Le bilan 2017 du commerce extérieur, dont les grands indicateurs ont été fournis dimanche par les services de Douanes, est à lire attentivement. L’administration douanière n’a fait que confirmer par les chiffres les limites du dispositif des licences d’importation qui aura été jeté aux oubliettes après près de trois années d’inefficacité.

La facture d’importation au titre du précédent exercice s’est établie à 45,95 milliards de dollars contre 47,08 milliards de dollars en 2016, correspondant ainsi à une diminution de 1,13 milliards de dollars (-2,4%) seulement, lit-on dans la note statistique diffusée par les Douanes algériennes.
Au chapitre des hausses figurent plusieurs familles de produits, dont l’Energie et lubrifiants (carburants), les biens d’équipements agricoles, des produits alimentaires et des biens de consommation non alimentaires. Le dispositif des licences d’importation annoncé en grandes pompes à la mi-2015 n’aura finalement pas servi à grand-chose, puisque la facture culmine toujours à plus de 45 milliards de dollars.
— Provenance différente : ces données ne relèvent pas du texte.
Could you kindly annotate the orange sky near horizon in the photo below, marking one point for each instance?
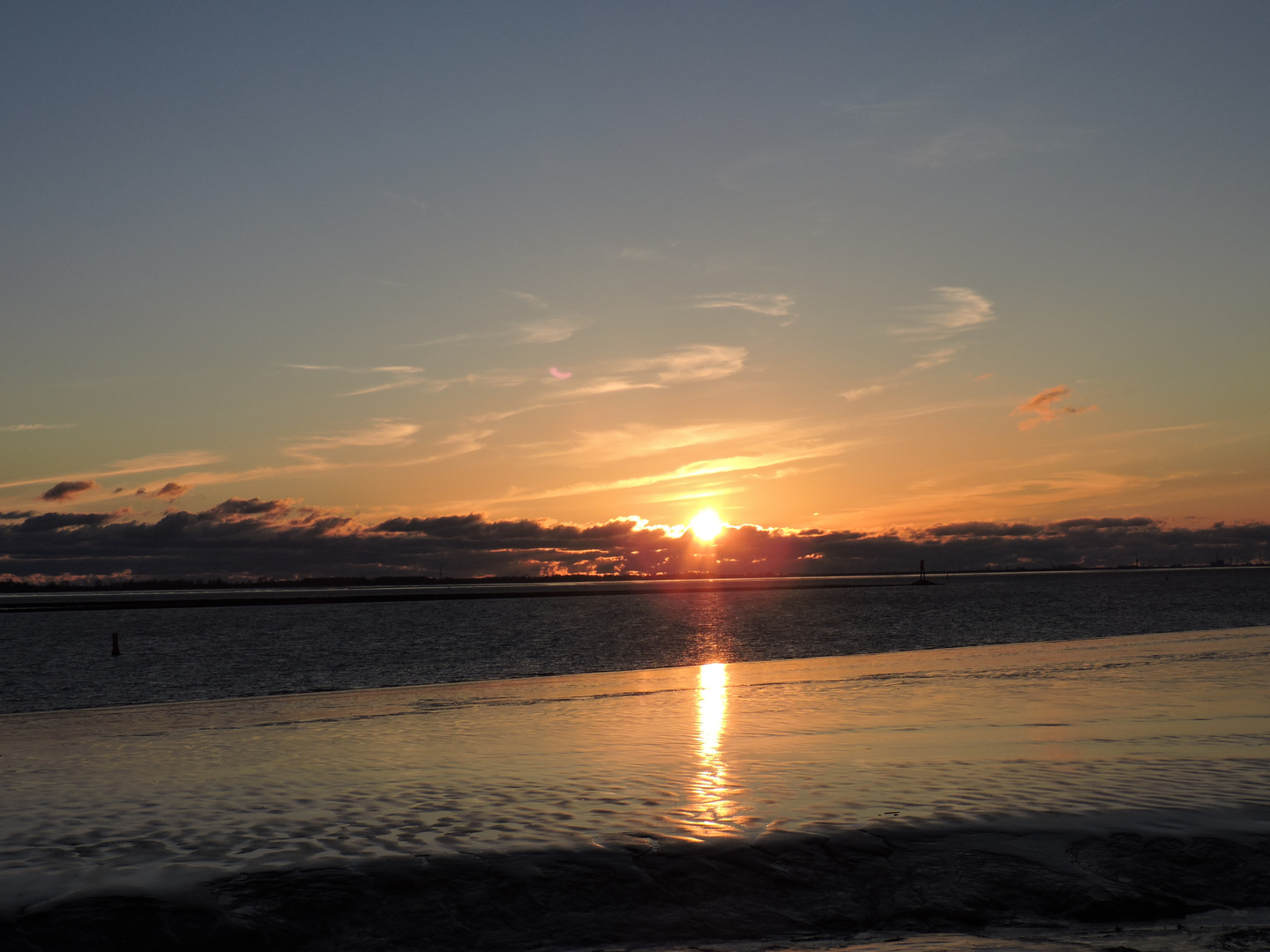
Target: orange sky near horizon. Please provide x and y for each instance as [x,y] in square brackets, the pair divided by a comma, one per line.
[851,270]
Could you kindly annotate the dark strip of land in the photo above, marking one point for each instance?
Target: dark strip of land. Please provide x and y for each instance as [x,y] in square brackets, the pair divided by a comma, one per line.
[459,594]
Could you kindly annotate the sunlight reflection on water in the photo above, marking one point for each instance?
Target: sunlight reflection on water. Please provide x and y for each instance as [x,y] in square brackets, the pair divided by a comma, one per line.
[710,793]
[1159,723]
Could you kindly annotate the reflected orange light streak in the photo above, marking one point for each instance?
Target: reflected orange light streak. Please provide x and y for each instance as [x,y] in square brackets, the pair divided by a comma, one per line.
[710,793]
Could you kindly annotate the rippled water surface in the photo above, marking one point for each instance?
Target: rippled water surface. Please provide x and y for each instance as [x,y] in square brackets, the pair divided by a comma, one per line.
[63,659]
[1154,726]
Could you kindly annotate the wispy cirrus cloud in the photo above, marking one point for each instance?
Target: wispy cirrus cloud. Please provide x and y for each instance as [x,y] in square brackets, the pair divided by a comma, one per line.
[546,331]
[958,311]
[637,439]
[68,490]
[767,305]
[926,362]
[776,456]
[399,376]
[380,433]
[687,365]
[169,490]
[126,467]
[1042,407]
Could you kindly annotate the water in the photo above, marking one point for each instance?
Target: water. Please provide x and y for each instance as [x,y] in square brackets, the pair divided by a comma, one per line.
[1005,762]
[1022,753]
[61,660]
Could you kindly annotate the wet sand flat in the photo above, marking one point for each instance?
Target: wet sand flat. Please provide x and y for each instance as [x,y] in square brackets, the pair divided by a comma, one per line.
[1022,747]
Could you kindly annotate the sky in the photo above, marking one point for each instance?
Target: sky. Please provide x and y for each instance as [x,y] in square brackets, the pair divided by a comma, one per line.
[859,268]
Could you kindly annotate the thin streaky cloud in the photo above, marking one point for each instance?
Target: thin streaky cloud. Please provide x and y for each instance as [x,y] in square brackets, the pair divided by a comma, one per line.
[354,369]
[546,331]
[1042,407]
[766,305]
[927,362]
[637,439]
[703,467]
[958,311]
[863,391]
[380,433]
[531,300]
[126,467]
[698,362]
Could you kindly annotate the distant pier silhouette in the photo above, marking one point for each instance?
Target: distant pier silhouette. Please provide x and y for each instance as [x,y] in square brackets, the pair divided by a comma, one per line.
[921,577]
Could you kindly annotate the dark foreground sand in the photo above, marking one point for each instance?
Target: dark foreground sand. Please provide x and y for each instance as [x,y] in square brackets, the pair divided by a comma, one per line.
[969,889]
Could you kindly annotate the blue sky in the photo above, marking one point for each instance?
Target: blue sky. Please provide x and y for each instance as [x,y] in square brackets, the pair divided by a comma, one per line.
[811,264]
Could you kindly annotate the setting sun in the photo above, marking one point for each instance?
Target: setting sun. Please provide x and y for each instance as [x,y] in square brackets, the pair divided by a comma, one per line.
[706,524]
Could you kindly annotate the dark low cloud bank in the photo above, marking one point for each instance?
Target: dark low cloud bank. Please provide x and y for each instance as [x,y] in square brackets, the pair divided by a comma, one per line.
[68,490]
[247,539]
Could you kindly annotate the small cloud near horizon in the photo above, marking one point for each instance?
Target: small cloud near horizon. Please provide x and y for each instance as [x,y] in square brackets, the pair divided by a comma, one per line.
[1042,407]
[169,490]
[68,490]
[767,305]
[960,310]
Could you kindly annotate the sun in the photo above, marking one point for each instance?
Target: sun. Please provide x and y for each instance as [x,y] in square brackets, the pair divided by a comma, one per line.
[706,524]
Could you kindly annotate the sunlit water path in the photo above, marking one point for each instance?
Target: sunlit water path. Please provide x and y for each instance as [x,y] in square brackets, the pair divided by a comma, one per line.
[64,660]
[1159,732]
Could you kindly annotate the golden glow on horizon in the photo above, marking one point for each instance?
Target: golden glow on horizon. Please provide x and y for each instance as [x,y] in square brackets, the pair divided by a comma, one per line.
[705,525]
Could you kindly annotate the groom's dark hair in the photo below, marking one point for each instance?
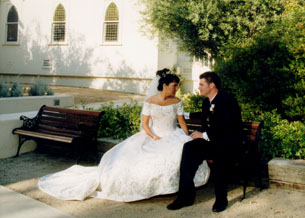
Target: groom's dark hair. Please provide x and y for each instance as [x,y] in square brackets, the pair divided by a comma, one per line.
[167,79]
[163,72]
[211,77]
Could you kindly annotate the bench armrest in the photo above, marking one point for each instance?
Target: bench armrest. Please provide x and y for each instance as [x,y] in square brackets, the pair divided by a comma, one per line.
[87,131]
[29,123]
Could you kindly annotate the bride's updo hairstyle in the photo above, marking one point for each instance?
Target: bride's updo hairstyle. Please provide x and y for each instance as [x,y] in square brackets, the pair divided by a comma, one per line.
[167,78]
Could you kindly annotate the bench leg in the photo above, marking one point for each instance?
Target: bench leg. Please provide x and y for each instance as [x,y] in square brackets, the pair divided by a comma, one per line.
[21,141]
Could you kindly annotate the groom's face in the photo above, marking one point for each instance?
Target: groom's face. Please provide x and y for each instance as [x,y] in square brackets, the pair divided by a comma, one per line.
[205,88]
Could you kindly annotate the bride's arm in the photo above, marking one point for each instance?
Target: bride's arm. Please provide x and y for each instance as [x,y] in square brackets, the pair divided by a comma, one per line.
[182,123]
[145,125]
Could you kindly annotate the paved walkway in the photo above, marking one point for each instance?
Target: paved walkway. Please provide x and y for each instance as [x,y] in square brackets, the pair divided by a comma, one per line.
[15,205]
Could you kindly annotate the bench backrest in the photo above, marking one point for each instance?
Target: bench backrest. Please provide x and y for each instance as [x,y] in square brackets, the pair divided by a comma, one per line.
[252,130]
[67,122]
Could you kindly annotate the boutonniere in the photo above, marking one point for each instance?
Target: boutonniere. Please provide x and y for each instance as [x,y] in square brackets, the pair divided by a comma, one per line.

Les licences, présentées comme étant l’innovation technique la plus appropriée à même de réduire la hausse effrénée de la facture, a concerné en premier lieu les produits, dont le poids s’était avéré lourd dans la structure des importations, à l’image des véhicules, du ciment, du rond à béton… Ces mesures de contingentement des importations allaient être élargies par la suite à plusieurs biens et consommables avant que le gouvernement Ouyahia ne vienne les remettre en cause. Par la voix du ministre du Commerce, Mohamed Benmeradi, l’Exécutif annonça fin 2017 une suppression du dispositif des licences et l’application dès janvier 2018 de nouvelles mesures fiscales, administratives et monétaires. Cette réforme du dispositif d’encadrement des importations, bâtie essentiellement sur des dispositions fiscales contenues dans la loi de finances 2018, sur une liste de produits suspendus à l’importation, sur une seconde liste de 42 familles de produits interdits à l’importation ainsi que sur la limitation des volumes annuels d’importation de véhicules, a été présentée comme le dispositif choc qui doit participer à la réduction du déficit de la balance des paiements.
Par le moyen de cet arsenal de nouvelles mesures, le gouvernement s’est engagé à nouveau à baisser la facture d’importation de 15 milliards de dollars à fin 2018. Pour qu’un tel objectif d’économies soit réalisable, une transformation sensible et complexe de l’économie et de ses modes de fonctionnement est nécessaire. Les précédents gouvernements qui se sont engagés dans de pareils objectifs d’économies ont échoué à redresser les comptes pour avoir manqué de rigueur et emprunté la fausse route. Les statistiques sont là. Elles ne souffrent d’aucune ambiguïté. La moisson est visiblement trop maigre.
C’est que les conditions nécessaires pour atteindre les objectifs de réduction de la facture d’importation fixés par les gouvernements Sellal et Tebboune n’ont pas été réunies. Pour l’actuel exercice ainsi que pour les prochaines années, ces mêmes conditions sont nombreuses et loin d’être totalement acquises. Les objectifs reposent sur l’impératif de rigueur, d’un engagement de toutes les institutions intervenant dans les différentes sphères du commerce extérieur, sur une coordination plus étroite et un échange d’informations en temps réel, sur un inventaire des capacités de production nationale, des produits inessentiels et des résultats obtenus en matière de fiscalité et des droits de douane appliqués aux produits d’importation… Au-delà de l’effort d’économies fixé pour 2018, un besoin de réformes économiques et budgétaires structurelles se fait sentir. Ces réformes d’ampleur structurelle doivent être mises en œuvre sans délai pour pouvoir espérer un retour sur investissement dans les 3 à 4 prochaines années.